WILLIAMSBURG, Va. (WAVY) – A James Madison University student from the Williamsburg area who was killed in a violent crash is being remembered at his former school as “a man of substance.”

Joshua Mardis, 19, who went to school at Williamsburg’s Walsingham Academy, was one of three JMU students killed last week when the car in which he was a passenger ran off the road and hit a tree on the West Virginia-Virginia line. Two other students were hurt. 

WAVY reached out to the Hardy County Sheriff’s Office in West Virginia, and the sheriff there said the crash is still under investigation and there is no further comment at this time.  

There are a lot of questions as to what happened, how it happened, and a lot of families want answers. But this story is not about that. This story is about Joshua Mardis, who impacted the world in which he lived. 

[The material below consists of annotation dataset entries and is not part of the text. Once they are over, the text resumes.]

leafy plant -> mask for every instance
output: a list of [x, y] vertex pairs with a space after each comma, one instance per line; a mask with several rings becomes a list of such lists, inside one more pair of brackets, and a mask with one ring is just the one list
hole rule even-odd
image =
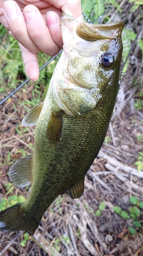
[[140, 228], [141, 226], [141, 223], [138, 220], [138, 218], [141, 215], [140, 209], [143, 209], [143, 201], [139, 201], [136, 197], [131, 196], [129, 198], [129, 201], [133, 206], [129, 207], [129, 213], [125, 210], [122, 210], [121, 208], [118, 206], [114, 206], [113, 209], [114, 211], [120, 215], [124, 219], [133, 219], [132, 224], [135, 226], [129, 227], [129, 230], [132, 234], [134, 234], [136, 231], [136, 228]]
[[30, 235], [27, 233], [24, 233], [23, 234], [23, 237], [24, 237], [24, 239], [23, 239], [23, 240], [21, 240], [20, 241], [20, 245], [23, 247], [24, 247], [25, 246], [25, 244], [30, 237]]
[[134, 165], [137, 166], [137, 170], [139, 172], [143, 170], [143, 153], [138, 152], [139, 155], [137, 158], [137, 161], [134, 163]]
[[95, 212], [95, 216], [96, 217], [98, 217], [101, 216], [101, 211], [105, 210], [105, 204], [104, 202], [101, 202], [99, 205], [99, 209], [97, 210]]
[[[116, 214], [121, 217], [125, 219], [132, 219], [132, 226], [129, 227], [129, 231], [131, 234], [134, 234], [136, 232], [136, 228], [140, 228], [141, 224], [139, 221], [139, 217], [141, 216], [141, 209], [143, 209], [143, 201], [139, 201], [136, 197], [131, 196], [129, 202], [133, 205], [129, 207], [129, 212], [122, 210], [118, 205], [113, 207], [113, 209]], [[140, 208], [140, 209], [139, 209]], [[105, 209], [105, 205], [104, 202], [101, 202], [99, 205], [99, 209], [95, 212], [96, 217], [101, 216], [101, 211]]]

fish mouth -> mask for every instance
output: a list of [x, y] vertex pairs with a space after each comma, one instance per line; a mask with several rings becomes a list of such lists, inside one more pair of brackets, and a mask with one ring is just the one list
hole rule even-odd
[[[68, 19], [75, 18], [62, 12], [61, 15]], [[123, 22], [117, 22], [108, 24], [91, 24], [80, 20], [77, 24], [76, 34], [79, 37], [87, 41], [96, 41], [103, 39], [121, 38], [124, 27]]]
[[87, 41], [115, 38], [121, 39], [124, 27], [123, 22], [109, 24], [90, 24], [81, 21], [77, 25], [76, 31], [78, 36]]

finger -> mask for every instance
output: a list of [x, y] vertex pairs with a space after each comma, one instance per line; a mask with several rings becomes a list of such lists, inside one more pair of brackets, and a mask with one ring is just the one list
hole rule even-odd
[[57, 54], [60, 47], [52, 39], [45, 20], [38, 9], [30, 5], [24, 8], [23, 15], [28, 34], [38, 48], [50, 56]]
[[62, 10], [67, 14], [77, 18], [82, 15], [81, 7], [81, 0], [63, 0], [58, 1], [57, 0], [49, 0], [56, 8]]
[[60, 48], [63, 45], [60, 16], [55, 12], [48, 12], [46, 16], [47, 26], [53, 41]]
[[19, 45], [25, 65], [25, 72], [29, 78], [36, 81], [39, 78], [39, 68], [37, 61], [37, 54], [33, 53], [25, 48], [21, 44]]
[[9, 30], [14, 37], [29, 51], [39, 52], [40, 50], [29, 36], [23, 14], [17, 4], [13, 1], [6, 1], [4, 8]]

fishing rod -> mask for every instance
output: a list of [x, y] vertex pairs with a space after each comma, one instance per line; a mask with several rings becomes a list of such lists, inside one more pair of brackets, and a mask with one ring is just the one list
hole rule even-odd
[[[91, 24], [92, 22], [91, 22], [91, 20], [90, 20], [90, 19], [87, 17], [87, 16], [82, 12], [82, 15], [83, 16], [83, 17], [85, 18], [85, 19], [87, 20], [88, 23], [90, 23], [90, 24]], [[103, 17], [102, 15], [101, 15], [99, 16], [98, 19], [98, 24], [102, 24], [102, 22], [103, 22]], [[143, 28], [143, 23], [141, 25], [141, 29], [142, 29], [142, 28]], [[134, 40], [134, 41], [133, 42], [133, 44], [132, 44], [132, 47], [131, 48], [131, 49], [128, 54], [128, 56], [127, 56], [126, 58], [126, 60], [125, 61], [125, 62], [123, 63], [123, 65], [122, 65], [122, 68], [121, 68], [121, 70], [123, 70], [123, 68], [124, 67], [130, 54], [131, 54], [131, 52], [132, 52], [132, 50], [133, 50], [133, 47], [134, 46], [134, 45], [136, 42], [136, 41], [137, 41], [137, 39], [138, 39], [138, 35], [139, 35], [139, 33], [137, 33], [137, 36], [135, 39], [135, 40]], [[56, 58], [56, 57], [59, 55], [60, 54], [60, 53], [62, 53], [62, 52], [63, 51], [63, 50], [62, 49], [61, 49], [60, 52], [57, 54], [56, 54], [55, 55], [53, 56], [53, 57], [52, 57], [47, 62], [46, 62], [45, 64], [44, 64], [44, 65], [43, 65], [40, 69], [39, 69], [39, 71], [41, 71], [41, 70], [42, 70], [42, 69], [43, 69], [44, 68], [45, 68], [45, 67], [46, 67], [53, 59], [54, 59], [55, 58]], [[20, 89], [21, 89], [24, 84], [25, 84], [26, 83], [27, 83], [31, 79], [30, 78], [27, 78], [23, 82], [22, 82], [22, 83], [21, 83], [20, 84], [19, 84], [19, 86], [18, 86], [18, 87], [15, 89], [14, 91], [13, 91], [11, 93], [10, 93], [9, 94], [8, 94], [8, 95], [7, 95], [4, 99], [3, 99], [1, 101], [0, 101], [0, 106], [1, 105], [2, 105], [2, 104], [3, 104], [6, 100], [7, 100], [9, 98], [10, 98], [11, 97], [12, 97], [16, 92], [17, 92]]]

Friends told WAVY he grew up in a strong family, 

“He grew up in a loving family, and they have to be devastated,” Sister Mary Jeanne Oesterle, head of school at Walsingham Academy, said. “Thank goodness they are people of faith, and that this is the only thing that is going to get them through. It’s the only thing getting our teachers through to be honest.” 

When administrators let the school know about the death, Oesterle said it had an impact. 

“You could just hear the hush in the building because he was so loved,” Oesterle said.

Walsingham is a small school with 515 total students and just 200 in the upper school, so Oesterle said Joshua’s death is like the death of someone more than just a friend.

“We care so deeply for one other, and we are really a community of faith and love,” Oesterle said.  

Angie Baker, Walsingham’s upper school director, said Joshua was a quiet person, but also dependable.

“He was not the guy who would assert himself,” Baker said. “He was not the loudest guy in the room, but you could count on him to be in the room.” 

“There was never a day when a student in this school did not need a shot in the arm, a little help, a little whatever, a slap on the back, it’s going to be OK, it’s going to be all right, and he learned that from his mother and father,” Oesterle added.

Joshua’s father, Kirk, called him his best friend. His mother, Yvette, called him sweet, kind and gentle. The parents raised their son to be a great man of substance, and they succeeded.

“Josh touched all our lives,” Oesterle said. “He touched us in a way that we will never, ever forget him.”

Joshua’s funeral is set for Friday February 17.